For example, use “black shoes” to get results where the words ‘black’ and ‘shoes’ appear together, eg ‘black shoes for sale’. Quotation marksĪlthough not strictly a Boolean operator, quotation marks can be used to get more accurate results. Some search engines use a minus sign in front of the word instead of NOT, eg -brown. The query ‘shoes NOT brown’ will return results that contain the word shoes but NOT the word brown. NOT tells a search engine what to ignore. Californias earliest Black settlers bought land only for it to be stolen. Most search engines would interpret this as ‘black OR white AND shoes’. And combines search terms so that each search result contains all of the terms. You can use these operators to create a very broad or very narrow search. The Boolean search operators are and, or and not. Use OR to request an alternative, for example ‘black OR white shoes’. Knowledge Boolean logic defines logical relationships between terms in a search. This won’t guarantee that the words will appear next to each other, only that both words will be present in results, eg ‘black T-shirts and purple shoes for sale’.

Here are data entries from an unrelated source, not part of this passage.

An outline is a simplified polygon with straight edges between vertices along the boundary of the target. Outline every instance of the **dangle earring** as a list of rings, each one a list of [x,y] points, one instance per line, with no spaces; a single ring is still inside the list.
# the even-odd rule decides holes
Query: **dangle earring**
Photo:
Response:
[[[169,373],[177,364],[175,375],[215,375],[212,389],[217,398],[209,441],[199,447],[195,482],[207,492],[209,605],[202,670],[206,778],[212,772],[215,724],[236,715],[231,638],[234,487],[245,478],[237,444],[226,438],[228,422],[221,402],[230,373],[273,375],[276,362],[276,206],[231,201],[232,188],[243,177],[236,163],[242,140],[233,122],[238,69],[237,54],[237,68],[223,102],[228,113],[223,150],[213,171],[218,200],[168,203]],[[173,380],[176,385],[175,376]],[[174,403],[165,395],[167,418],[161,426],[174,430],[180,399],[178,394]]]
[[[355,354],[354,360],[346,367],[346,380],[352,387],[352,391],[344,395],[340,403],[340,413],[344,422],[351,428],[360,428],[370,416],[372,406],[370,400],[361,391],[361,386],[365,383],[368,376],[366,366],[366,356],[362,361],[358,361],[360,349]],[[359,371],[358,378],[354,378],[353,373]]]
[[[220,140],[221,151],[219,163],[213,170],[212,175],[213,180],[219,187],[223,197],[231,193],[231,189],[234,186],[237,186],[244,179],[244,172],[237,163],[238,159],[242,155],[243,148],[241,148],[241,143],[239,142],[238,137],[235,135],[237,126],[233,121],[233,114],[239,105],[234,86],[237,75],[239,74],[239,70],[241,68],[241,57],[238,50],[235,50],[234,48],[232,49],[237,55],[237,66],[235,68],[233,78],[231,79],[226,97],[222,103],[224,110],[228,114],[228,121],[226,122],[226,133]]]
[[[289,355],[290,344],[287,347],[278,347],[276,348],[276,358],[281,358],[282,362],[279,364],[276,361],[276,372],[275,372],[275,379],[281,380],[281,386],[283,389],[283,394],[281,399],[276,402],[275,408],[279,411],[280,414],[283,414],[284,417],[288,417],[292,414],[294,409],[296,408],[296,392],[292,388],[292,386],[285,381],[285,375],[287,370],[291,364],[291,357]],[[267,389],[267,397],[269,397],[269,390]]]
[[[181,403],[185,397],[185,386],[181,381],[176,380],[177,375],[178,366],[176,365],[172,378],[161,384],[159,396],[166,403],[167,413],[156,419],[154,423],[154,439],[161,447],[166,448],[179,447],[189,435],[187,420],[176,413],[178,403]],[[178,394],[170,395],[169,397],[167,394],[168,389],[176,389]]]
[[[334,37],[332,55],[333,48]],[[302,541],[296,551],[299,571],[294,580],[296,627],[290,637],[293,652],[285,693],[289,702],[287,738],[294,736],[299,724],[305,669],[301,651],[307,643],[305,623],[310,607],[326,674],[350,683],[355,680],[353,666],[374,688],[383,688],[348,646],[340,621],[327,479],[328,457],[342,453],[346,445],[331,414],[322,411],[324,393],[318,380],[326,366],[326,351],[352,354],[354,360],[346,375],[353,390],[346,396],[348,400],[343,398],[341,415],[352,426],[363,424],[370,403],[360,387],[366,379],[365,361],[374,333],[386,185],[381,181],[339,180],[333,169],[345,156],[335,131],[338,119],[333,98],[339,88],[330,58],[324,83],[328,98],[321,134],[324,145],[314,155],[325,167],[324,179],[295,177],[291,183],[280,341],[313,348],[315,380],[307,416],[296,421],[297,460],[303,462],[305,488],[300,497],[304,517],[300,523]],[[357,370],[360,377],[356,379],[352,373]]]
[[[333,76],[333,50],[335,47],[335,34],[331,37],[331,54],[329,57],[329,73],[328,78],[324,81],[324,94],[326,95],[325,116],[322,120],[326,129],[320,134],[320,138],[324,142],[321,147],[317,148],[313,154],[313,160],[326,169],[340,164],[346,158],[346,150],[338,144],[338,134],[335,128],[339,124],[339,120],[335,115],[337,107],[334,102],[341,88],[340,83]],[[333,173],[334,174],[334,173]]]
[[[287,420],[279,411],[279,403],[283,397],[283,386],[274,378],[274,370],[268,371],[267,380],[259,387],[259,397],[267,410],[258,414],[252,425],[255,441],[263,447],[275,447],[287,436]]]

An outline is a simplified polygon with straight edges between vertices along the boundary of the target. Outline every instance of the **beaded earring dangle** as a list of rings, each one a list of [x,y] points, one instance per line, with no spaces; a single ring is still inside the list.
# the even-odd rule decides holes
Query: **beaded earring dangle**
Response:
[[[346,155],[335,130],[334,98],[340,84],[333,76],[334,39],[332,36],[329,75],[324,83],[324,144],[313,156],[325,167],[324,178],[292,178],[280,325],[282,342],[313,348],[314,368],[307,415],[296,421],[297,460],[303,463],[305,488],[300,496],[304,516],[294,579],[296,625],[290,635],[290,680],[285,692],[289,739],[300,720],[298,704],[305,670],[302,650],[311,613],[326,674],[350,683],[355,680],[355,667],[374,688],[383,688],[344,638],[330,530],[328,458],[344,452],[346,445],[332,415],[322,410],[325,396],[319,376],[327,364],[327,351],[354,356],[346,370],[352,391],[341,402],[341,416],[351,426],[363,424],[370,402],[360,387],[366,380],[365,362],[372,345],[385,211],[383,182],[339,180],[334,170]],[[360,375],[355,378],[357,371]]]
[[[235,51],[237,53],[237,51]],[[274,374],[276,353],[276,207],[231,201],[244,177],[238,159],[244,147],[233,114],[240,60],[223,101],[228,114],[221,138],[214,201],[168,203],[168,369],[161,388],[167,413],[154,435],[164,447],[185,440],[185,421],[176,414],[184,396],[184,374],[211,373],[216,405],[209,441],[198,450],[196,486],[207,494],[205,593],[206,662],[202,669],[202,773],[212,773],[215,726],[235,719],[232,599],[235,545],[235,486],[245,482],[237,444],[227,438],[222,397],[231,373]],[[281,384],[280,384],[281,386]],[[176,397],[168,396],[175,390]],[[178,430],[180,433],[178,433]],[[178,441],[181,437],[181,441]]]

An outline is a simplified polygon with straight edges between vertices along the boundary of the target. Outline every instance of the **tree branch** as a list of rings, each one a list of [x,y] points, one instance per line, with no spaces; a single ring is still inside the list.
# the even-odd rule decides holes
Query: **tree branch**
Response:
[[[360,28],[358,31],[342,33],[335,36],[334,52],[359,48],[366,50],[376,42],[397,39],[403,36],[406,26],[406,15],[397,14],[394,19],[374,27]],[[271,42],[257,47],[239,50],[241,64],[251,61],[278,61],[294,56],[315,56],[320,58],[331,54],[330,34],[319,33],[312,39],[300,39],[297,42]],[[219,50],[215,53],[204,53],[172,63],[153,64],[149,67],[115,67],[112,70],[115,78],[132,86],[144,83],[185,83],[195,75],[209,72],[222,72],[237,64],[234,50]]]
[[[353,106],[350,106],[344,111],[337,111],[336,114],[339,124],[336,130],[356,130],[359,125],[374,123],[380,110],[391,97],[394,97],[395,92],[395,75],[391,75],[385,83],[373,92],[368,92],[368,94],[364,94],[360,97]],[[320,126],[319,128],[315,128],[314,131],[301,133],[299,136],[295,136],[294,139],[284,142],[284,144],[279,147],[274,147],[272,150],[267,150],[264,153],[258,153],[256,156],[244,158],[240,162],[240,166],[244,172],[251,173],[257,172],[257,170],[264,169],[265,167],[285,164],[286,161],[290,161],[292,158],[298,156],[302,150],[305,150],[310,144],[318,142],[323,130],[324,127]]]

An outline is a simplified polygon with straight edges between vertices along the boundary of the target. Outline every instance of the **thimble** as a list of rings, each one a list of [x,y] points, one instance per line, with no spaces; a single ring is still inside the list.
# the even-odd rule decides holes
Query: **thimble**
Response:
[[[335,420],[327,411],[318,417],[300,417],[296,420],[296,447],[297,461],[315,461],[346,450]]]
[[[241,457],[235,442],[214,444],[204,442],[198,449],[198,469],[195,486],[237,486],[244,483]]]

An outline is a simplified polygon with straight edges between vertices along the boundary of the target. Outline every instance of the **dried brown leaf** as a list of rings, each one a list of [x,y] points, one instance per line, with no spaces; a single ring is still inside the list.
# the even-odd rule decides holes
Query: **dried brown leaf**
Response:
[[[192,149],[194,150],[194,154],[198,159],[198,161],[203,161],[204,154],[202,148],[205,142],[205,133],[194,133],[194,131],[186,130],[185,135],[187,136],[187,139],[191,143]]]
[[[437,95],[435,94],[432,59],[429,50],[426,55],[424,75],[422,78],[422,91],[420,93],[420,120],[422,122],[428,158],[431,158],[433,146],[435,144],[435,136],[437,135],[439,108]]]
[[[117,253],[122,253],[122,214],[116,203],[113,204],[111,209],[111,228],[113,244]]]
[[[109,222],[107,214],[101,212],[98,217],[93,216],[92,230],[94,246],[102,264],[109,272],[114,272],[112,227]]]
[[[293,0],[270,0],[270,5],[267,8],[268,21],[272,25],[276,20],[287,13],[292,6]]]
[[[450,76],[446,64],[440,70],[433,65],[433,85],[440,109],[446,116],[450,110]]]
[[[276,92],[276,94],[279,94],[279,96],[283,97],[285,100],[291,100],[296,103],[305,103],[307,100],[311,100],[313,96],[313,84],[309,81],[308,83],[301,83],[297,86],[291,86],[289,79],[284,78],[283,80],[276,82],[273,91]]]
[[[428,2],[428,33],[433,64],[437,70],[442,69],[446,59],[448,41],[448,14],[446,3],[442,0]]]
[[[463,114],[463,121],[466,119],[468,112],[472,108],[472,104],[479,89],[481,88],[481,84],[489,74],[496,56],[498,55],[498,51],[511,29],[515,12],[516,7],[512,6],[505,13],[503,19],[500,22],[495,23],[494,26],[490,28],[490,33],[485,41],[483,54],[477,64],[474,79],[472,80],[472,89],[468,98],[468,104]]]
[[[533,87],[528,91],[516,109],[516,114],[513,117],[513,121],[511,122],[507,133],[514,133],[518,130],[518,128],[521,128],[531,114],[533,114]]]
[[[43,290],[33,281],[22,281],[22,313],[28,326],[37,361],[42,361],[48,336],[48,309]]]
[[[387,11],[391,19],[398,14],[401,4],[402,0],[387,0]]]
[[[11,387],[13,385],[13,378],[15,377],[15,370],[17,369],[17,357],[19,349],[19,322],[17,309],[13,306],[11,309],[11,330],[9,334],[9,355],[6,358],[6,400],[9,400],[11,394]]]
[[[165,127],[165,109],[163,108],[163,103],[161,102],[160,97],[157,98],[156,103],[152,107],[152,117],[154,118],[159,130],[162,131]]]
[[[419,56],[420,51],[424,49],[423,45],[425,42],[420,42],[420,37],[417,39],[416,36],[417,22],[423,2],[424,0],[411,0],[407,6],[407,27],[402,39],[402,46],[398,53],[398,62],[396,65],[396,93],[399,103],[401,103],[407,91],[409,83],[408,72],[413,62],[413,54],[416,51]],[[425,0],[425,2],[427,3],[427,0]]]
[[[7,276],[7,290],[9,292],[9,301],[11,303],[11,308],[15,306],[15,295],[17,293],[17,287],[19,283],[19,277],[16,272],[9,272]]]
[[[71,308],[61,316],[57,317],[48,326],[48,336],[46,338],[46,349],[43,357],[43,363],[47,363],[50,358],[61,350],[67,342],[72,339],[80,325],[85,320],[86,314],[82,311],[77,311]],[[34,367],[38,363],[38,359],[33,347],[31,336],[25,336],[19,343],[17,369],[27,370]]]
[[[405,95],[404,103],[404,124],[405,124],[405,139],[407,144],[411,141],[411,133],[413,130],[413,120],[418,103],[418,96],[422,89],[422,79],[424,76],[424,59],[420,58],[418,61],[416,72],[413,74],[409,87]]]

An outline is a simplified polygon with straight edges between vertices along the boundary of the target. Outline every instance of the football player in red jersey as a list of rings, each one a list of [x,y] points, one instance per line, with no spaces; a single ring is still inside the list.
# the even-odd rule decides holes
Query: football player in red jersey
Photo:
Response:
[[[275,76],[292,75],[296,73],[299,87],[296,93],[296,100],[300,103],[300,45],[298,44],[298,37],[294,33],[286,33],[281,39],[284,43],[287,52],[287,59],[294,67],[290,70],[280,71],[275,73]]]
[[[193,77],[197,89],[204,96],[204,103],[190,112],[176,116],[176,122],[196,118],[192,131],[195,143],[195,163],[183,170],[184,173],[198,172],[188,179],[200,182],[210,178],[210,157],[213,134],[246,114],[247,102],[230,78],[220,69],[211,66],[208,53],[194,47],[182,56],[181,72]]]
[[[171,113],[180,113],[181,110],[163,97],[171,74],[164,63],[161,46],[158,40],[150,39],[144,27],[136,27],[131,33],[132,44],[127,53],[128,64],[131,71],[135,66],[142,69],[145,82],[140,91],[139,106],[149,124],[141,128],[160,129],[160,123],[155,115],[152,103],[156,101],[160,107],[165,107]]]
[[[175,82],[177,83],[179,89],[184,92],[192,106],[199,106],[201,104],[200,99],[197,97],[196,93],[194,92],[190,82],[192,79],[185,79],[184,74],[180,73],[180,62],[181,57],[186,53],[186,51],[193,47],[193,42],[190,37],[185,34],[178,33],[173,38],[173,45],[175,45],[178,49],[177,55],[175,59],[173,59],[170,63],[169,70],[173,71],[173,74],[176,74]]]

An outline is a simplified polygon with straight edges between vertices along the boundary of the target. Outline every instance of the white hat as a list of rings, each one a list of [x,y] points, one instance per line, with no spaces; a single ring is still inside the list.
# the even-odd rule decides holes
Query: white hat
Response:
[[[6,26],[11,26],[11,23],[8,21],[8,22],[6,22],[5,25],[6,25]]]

Sometimes you have to add AND to get results that contain both words. In general, search engines treat the query ‘black shoes’ as ‘black AND shoes’ - which means results must contain both words, eg ‘black shiny shoes for sale’. You may get results that contain only one of the two words, eg ‘purple shoes for sale’ or ‘black T-shirts for sale’. The words 'black' and 'shoes' will return results that contain the words 'black' and/or 'shoes'. They can be used to get more accurate search results. AND is intersection, OR is union.The most common Boolean operators are AND, OR and NOT (always in capitals). Now, you simply do set oporations on bunch of sets. Note that this model actually allows AND semantics by setting alpha=1, and OR semantics by alpha!=1.īoolean search is basically set terminology:Įach term is associated with a set that contains all the documents that have this term in them. Now - when we have a query of more than one term: q=t1 t2. a common technique is: P(word|document) = alpha*#occurances(word,document)/|document| + (1-alpha)*#occurances(word,corpus)/|corpus| To avoid having probability zero - we usually add smoothing technique. Other models are building a language model out of a document - a language model is described as P(word|M) = the probability of the model M to generate the word.Ī common language model is P(word|document) = #occurances(word,document)/|document| The first is using a boolean model to get candidates, and the 2nd is using vector-space to get a score for each document. In addition, this method has an important advantage - it returns a score associated to each document, and not only a boolean answer "relevant" or "not relevant".Īs-is vector-space does not allow AND,OR oporations, however this is easily solveable by doing 2-phase search. You do not oporate on 'sets', you compare similarity of vectors - this is entirely different model.

You can use a maximum of nine operators per input field, and a total of nineteen. This model goes well with the tf-idf model (The td-idf determines what is the value in each entry of each vector). You can combine your search terms using the Boolean operators AND, OR and NOT. The more similar the document is to the query - the better the result is.Ī common similarity measure is cosine-similarity. The similarity in this model is done by creating a 'fake' document - which is the query, and comparing this fake document to any other document in the corpus. The dimension of each document is the number of terms in the vocabulary. In this model, each document is a vector, represented by the words (or bi-grams.) it contains. Probably the most common example of such a method is the vector-space model. Non boolean search includes approaches that are not purely boolean model techniques 1.